In the bed, haloed by hospital staff, Keith Smithson was unconscious. His road rash was raw and weeping. More people shrouded in scrubs jogged into the room. They carried more blood bags.
Ellie snorted and scuffed her boot on the linoleum flooring. She shook her head, trying to clear it. Any moment Keith Smithson would be her problem, not the doctors’, and she needed to be ready. He seemed like a complainer.
She wondered if he would accuse her. “It’s your fault for being there.” She had heard those words many times, but the difference was—this time—perhaps they were true.
Her pocket-watch read: 10:43 A.M.
Keith Smithson’s heart gave out. Another flurry from the hospital staff. Ellie waited twenty minutes for the doctors to begin giving each other “the look”—they all knew what was up, but none of them wanted to be the one to make the call.
“Enough,” one of them finally said. “We’re pouring blood into a sieve.”
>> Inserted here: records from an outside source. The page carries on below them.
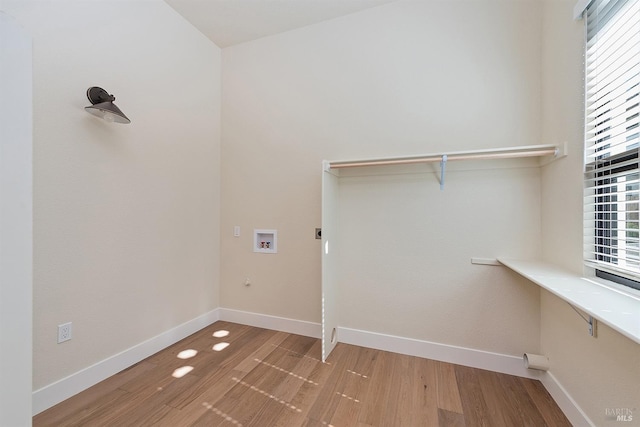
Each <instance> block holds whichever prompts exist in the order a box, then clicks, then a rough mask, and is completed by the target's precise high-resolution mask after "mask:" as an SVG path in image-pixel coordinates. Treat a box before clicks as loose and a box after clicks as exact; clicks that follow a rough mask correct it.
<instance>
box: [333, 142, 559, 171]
mask: <svg viewBox="0 0 640 427" xmlns="http://www.w3.org/2000/svg"><path fill="white" fill-rule="evenodd" d="M559 152H560V150H559V148H558V147H556V146H549V145H542V146H530V147H514V148H505V149H496V150H483V151H468V152H457V153H450V154H431V155H426V156H417V157H397V158H387V159H372V160H352V161H335V162H330V163H329V167H330V168H335V169H338V168H352V167H362V166H386V165H406V164H415V163H430V162H440V161H442V159H443V156H446V159H447V161H452V160H473V159H475V160H486V159H507V158H521V157H539V156H557V155H558V153H559Z"/></svg>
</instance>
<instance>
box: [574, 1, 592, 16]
mask: <svg viewBox="0 0 640 427" xmlns="http://www.w3.org/2000/svg"><path fill="white" fill-rule="evenodd" d="M591 1H592V0H578V2H577V3H576V5H575V6H574V7H573V19H575V20H576V21H579V20H580V19H582V17H583V14H584V11H585V10H586V9H587V6H589V3H591Z"/></svg>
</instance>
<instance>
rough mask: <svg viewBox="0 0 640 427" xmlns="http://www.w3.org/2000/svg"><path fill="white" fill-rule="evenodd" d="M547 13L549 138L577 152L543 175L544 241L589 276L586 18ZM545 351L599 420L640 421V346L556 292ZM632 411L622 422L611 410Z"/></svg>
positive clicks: (544, 71) (546, 117)
mask: <svg viewBox="0 0 640 427" xmlns="http://www.w3.org/2000/svg"><path fill="white" fill-rule="evenodd" d="M543 4H544V14H543V24H544V26H543V48H544V49H543V52H544V56H543V64H544V66H543V89H544V96H543V107H544V108H543V112H544V113H543V122H542V123H543V136H544V138H545V140H547V141H549V142H551V143H556V142H561V141H567V143H568V145H569V152H570V155H569V156H568V157H567V158H566V159H563V160H561V161H558V162H556V163H552V164H550V165H549V166H547V167H545V168H544V169H543V173H542V201H543V204H542V224H543V226H542V236H543V238H542V241H543V256H544V258H545V259H547V260H549V261H552V262H554V263H556V264H558V265H561V266H563V267H565V268H567V269H569V270H572V271H575V272H576V273H577V274H582V170H583V169H582V168H583V149H582V144H583V117H584V114H583V108H584V107H583V102H582V100H583V84H584V83H583V80H582V78H581V76H582V73H583V52H584V48H583V46H584V38H583V37H584V22H583V21H573V19H572V9H573V5H574V2H573V1H568V0H564V1H545V2H544V3H543ZM541 318H542V322H541V349H542V352H543V353H544V354H546V355H547V356H548V357H549V363H550V373H551V374H552V375H553V376H554V377H555V378H556V379H557V380H558V382H559V383H560V384H561V385H562V386H563V387H564V388H565V389H566V390H567V392H568V393H569V394H570V395H571V396H572V397H573V399H574V400H575V401H576V402H577V404H578V406H579V407H580V408H581V409H582V410H583V411H584V413H585V414H586V415H587V416H588V417H589V419H590V420H591V421H592V422H593V424H594V425H596V426H598V427H600V426H602V427H605V426H616V425H620V424H625V425H635V426H638V425H640V407H639V406H638V402H640V346H639V345H638V344H636V343H634V342H633V341H631V340H629V339H627V338H626V337H624V336H622V335H620V334H619V333H617V332H615V331H613V330H612V329H610V328H608V327H607V326H605V325H603V324H602V323H599V325H598V337H597V338H592V337H590V336H589V334H588V332H587V325H586V323H585V322H584V321H583V320H582V319H581V318H580V317H579V316H578V315H577V314H576V313H575V312H574V311H573V310H572V309H571V307H569V305H568V304H566V303H565V302H563V301H561V300H559V299H558V298H556V297H555V296H553V295H552V294H550V293H548V292H543V293H542V299H541ZM616 408H621V409H629V410H631V411H632V412H633V421H631V422H620V421H616V420H615V418H614V419H611V417H610V416H607V410H608V409H609V410H615V409H616Z"/></svg>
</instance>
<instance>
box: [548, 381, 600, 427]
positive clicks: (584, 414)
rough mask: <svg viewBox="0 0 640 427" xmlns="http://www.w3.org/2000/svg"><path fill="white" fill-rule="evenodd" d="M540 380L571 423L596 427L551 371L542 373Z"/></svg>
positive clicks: (584, 425) (564, 414)
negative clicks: (550, 371)
mask: <svg viewBox="0 0 640 427" xmlns="http://www.w3.org/2000/svg"><path fill="white" fill-rule="evenodd" d="M540 382H541V383H542V385H543V386H544V388H546V389H547V391H548V392H549V394H550V395H551V397H552V398H553V400H554V401H555V402H556V404H557V405H558V407H559V408H560V409H561V410H562V412H564V415H565V416H566V417H567V418H568V419H569V422H571V424H573V425H574V426H590V427H596V425H595V424H594V423H592V422H591V420H590V419H589V417H587V414H585V413H584V411H583V410H582V408H580V406H578V404H577V403H576V401H575V400H573V398H572V397H571V395H570V394H569V393H568V392H567V390H566V389H565V388H564V387H562V384H560V382H559V381H558V380H557V378H556V377H554V376H553V374H552V373H551V372H545V373H544V375H541V377H540Z"/></svg>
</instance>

Ellie eyed the dozens of deflated blood bags again, wondered if they could have been put to better use. Probably. If only there was a way to tell the doctors who would survive and who would not. Better resource allocation. But still—not her department.
The doctors started packing. One of them called time of death loudly. Ellie waited for the soul to finish processing what those words meant. It was still in Keith Smithson’s meat suit, listening to everything. Eventually it had to come out, or get seeped out as the body began to turn cold. Sometimes this part took a while.
But apparently Keith Smithson was an impatient man.